OOS 70-1
Curriculum reform for sustainability in the environmental century

Thursday, August 13, 2015: 1:30 PM
310, Baltimore Convention Center
Stephen Mulkey, Office of the President, Unity College, Unity, ME
Shirley Vincent, Center for Education Research, National Council for Science and the Environment, Washington, DC
Background/Question/Methods

Ecologists expect climate change and human resource use to have severe consequences for living systems over the coming decades. Higher education has an imperative to produce integrative, holistic critical thinkers, capable of understanding complex tradeoffs among possible solutions to environmental problems. Interdisciplinary programming in higher education is accepted as necessary for effective instructional focus on complex environmental problems. Difficulties in sharing faculty and curricula among disciplinary units, and the need for students to sequentially access information from different disciplines limit the effectiveness of this approach. Many universities are fraught with competition for funding among competing budgetary silos. Review of programs in the US and Canada shows that most are not structured to produce graduates with integrated understanding of environmental problems. Following the flawed model of environmental programs, sustainability programs developed at institutions around the world are often built around the margins of the traditional disciplines and lack the resources for a comprehensive curriculum.
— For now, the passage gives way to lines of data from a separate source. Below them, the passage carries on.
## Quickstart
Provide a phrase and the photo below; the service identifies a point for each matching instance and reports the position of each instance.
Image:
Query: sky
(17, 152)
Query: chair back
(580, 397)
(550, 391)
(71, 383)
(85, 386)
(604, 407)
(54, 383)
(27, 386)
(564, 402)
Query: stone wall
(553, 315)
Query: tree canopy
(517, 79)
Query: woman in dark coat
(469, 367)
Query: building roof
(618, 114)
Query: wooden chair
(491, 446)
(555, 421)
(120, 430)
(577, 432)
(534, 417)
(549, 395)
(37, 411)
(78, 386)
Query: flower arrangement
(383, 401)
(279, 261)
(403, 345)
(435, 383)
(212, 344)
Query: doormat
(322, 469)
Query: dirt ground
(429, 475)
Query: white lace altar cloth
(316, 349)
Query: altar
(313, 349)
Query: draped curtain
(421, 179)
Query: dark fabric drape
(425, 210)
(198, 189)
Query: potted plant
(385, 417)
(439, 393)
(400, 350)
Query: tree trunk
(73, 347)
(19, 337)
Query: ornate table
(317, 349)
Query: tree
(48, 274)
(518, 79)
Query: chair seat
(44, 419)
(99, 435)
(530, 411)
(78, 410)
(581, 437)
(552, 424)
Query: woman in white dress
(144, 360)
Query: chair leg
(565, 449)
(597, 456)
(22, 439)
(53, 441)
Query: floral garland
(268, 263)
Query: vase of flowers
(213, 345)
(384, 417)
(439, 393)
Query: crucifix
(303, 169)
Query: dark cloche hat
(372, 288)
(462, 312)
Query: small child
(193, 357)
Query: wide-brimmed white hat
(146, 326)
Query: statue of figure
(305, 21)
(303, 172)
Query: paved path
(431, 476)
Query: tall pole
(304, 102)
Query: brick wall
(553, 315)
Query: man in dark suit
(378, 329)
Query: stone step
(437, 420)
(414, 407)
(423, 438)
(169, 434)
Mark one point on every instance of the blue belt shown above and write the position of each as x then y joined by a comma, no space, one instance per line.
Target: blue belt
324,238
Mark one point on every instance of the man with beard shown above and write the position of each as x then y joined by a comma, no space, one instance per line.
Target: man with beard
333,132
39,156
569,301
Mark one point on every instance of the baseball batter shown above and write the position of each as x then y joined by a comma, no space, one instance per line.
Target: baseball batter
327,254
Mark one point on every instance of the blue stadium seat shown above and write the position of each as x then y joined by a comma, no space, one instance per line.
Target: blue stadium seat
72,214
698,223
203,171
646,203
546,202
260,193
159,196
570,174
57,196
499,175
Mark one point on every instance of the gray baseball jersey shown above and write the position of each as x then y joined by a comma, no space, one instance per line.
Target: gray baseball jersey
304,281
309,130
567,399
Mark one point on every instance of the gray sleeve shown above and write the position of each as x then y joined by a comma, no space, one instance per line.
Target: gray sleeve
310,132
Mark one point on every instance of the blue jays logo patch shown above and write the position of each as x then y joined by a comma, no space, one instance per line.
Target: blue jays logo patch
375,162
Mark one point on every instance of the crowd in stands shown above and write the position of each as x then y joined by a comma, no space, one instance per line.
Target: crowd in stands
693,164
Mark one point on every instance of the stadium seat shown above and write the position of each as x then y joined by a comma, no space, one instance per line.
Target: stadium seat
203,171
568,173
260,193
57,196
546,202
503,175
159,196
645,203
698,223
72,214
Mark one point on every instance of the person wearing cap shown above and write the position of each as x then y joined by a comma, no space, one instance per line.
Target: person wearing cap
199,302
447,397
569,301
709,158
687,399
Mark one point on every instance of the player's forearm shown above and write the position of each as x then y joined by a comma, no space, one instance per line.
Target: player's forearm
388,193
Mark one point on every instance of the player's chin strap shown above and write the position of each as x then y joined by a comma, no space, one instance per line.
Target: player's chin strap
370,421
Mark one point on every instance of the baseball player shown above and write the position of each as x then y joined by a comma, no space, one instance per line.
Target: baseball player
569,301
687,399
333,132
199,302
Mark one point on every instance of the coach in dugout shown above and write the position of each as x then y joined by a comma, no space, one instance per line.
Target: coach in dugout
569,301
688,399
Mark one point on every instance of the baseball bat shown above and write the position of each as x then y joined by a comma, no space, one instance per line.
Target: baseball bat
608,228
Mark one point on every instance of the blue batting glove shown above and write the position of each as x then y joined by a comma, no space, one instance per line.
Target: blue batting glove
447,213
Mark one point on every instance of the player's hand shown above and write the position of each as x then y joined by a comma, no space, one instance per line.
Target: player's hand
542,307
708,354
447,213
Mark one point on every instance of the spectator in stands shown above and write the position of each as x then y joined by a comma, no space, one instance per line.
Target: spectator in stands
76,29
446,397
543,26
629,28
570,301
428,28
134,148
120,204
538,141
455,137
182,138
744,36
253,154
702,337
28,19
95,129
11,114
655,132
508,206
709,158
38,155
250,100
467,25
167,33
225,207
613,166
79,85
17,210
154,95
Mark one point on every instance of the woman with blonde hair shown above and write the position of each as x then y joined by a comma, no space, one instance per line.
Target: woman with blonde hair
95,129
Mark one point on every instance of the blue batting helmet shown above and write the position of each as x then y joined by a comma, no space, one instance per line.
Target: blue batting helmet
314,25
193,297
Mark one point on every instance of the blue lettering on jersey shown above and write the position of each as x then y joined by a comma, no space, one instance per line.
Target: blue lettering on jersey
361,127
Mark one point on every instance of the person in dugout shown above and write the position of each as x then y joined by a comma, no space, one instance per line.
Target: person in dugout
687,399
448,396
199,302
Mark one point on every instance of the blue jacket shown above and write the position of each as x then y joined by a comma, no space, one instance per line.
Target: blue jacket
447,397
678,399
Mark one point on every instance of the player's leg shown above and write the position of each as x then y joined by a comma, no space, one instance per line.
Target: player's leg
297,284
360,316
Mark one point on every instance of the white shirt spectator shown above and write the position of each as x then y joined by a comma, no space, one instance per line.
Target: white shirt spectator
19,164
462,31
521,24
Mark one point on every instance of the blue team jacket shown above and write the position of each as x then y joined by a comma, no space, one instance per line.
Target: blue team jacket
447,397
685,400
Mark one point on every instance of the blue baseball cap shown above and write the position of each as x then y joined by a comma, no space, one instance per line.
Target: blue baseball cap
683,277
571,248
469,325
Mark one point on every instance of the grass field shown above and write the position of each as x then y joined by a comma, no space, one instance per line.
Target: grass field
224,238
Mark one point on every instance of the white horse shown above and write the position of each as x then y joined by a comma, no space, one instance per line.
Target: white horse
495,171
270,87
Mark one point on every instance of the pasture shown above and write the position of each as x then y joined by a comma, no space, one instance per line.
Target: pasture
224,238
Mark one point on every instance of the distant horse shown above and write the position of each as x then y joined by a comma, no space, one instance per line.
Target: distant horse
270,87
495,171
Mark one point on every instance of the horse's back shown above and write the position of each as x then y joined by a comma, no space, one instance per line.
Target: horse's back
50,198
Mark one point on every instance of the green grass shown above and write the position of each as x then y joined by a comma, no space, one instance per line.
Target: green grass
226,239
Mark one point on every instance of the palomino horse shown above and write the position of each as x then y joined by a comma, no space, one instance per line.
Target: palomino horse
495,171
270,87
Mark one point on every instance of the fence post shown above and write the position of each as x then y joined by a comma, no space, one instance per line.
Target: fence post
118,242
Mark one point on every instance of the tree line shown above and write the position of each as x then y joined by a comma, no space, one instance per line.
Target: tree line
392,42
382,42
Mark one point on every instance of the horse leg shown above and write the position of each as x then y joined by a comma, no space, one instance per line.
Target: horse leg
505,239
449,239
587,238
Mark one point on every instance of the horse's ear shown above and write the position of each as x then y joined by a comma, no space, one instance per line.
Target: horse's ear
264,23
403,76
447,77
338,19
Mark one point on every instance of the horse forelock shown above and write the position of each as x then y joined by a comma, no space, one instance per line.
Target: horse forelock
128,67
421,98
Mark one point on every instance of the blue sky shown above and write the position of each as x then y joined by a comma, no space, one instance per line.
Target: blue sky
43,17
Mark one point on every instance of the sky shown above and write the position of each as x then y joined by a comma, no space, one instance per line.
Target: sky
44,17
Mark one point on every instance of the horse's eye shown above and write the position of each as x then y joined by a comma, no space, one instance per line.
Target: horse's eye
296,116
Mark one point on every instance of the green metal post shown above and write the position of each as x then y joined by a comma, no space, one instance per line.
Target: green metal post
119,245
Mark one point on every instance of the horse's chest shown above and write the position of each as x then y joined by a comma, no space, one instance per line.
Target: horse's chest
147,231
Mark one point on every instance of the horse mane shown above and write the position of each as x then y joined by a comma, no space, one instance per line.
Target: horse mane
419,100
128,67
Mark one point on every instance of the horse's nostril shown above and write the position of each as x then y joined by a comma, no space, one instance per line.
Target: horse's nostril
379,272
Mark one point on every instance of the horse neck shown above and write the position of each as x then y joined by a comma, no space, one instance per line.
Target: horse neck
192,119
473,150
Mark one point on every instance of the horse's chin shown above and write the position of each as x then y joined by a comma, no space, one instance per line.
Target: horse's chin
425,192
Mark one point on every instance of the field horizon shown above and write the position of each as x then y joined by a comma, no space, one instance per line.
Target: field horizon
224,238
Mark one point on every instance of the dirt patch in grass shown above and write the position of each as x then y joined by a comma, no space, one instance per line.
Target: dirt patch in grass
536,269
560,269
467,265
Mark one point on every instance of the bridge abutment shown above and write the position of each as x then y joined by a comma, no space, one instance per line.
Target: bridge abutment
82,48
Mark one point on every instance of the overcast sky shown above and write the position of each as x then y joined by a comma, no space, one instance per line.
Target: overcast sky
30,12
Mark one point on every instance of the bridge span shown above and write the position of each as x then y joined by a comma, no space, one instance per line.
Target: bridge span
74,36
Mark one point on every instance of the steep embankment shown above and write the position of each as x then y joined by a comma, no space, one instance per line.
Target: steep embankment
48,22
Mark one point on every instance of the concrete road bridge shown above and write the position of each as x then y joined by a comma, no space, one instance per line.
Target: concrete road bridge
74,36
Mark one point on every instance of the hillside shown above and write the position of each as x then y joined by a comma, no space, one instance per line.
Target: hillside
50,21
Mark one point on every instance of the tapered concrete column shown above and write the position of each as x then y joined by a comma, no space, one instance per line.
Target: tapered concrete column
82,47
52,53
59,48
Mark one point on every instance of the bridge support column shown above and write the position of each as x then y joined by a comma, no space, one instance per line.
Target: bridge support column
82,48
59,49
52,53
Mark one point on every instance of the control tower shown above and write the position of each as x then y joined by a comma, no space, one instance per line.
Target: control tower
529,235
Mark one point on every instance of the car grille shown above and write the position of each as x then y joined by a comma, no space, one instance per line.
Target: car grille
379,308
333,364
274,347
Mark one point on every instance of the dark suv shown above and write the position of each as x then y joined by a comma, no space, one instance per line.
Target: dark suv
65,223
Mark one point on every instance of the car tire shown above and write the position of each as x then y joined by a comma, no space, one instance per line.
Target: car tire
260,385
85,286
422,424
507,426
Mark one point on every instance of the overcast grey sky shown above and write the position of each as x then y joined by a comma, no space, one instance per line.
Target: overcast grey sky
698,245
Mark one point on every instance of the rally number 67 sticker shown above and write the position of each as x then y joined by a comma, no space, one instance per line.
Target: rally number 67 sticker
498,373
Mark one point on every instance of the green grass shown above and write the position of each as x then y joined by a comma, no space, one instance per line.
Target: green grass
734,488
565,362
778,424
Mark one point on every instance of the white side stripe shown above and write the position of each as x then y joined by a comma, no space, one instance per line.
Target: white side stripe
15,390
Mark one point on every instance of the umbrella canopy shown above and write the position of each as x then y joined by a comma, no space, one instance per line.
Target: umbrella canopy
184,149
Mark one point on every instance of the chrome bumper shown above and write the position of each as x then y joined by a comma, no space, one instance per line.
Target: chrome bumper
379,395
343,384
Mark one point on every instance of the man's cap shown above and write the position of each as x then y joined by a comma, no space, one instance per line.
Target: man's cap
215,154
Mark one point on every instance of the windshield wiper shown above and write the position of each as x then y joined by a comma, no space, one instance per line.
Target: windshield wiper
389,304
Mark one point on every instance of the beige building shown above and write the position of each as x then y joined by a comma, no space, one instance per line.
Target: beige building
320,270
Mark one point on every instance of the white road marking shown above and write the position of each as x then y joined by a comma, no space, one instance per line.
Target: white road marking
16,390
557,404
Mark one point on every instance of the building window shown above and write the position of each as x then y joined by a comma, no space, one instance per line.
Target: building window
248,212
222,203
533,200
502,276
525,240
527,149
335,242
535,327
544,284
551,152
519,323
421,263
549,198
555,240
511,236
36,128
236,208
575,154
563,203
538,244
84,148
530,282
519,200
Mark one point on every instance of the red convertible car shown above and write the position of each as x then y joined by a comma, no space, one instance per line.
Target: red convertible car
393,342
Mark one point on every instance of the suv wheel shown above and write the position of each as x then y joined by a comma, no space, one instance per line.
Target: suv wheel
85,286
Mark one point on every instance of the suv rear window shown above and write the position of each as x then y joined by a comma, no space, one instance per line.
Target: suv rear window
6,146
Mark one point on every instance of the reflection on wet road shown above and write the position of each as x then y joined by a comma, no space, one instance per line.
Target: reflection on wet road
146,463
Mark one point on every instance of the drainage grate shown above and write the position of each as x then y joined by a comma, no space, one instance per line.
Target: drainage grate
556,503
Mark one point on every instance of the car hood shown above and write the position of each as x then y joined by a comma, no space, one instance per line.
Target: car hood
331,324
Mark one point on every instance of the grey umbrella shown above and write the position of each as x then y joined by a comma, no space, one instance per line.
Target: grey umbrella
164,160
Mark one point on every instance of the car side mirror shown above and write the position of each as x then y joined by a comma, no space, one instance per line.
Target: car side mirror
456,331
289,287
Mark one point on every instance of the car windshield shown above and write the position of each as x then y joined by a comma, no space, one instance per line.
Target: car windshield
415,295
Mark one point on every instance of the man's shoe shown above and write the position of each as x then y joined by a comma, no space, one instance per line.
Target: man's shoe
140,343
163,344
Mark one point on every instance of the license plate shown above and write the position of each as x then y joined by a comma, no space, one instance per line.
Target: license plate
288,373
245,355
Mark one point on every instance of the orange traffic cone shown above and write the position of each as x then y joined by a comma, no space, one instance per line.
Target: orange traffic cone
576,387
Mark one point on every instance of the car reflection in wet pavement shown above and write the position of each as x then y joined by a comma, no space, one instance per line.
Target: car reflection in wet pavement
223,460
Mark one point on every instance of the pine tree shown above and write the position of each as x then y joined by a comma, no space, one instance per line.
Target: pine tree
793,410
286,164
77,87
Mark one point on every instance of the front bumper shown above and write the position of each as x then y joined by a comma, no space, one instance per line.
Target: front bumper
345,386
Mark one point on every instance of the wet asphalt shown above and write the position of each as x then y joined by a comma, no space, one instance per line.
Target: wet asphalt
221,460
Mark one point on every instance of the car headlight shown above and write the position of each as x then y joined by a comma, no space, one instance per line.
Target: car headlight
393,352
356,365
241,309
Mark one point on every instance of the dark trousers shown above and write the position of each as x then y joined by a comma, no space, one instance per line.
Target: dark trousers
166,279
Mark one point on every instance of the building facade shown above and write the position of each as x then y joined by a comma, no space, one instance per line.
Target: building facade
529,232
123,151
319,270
Both structural and pedagogical changes are required if higher education is to develop effective programming to address the unfolding crises of this century. 

Results/Conclusions

An approach to improve sustainability programming has been adopted by Unity College through the transdisciplinary framework of sustainability science (sensu U.S. National Academy of Science). Transdisciplinary pedagogy integrates the perspectives of various disciplines in a problem-focused learning process, and it is increasingly being adopted as central to education in sustainability science. Sustainability science focuses on the dynamics of coupled human-natural systems and is defined by the problems that it addresses rather than by the disciplines it employs. Students are empowered to become brokers of knowledge, and faculty perform a curatorial role to provide students with networked resources generally external to the classroom. At Unity College this framework has been effective in upper division courses and also offers significant advantages for introductory and general education curriculum. Classroom time is liberated for experiential engagement and recitation, providing students with experience in knowledge acquisition and problem analysis. Implementation of transdisciplinary pedagogy requires explicit faculty acceptance and emphasis on information literacy. Such pedagogical reform will not be a complete answer to weaknesses in curriculum delivery until institutions also make the structural and resource changes necessary to ensure that sustainability content can be fully integrated across the curriculum.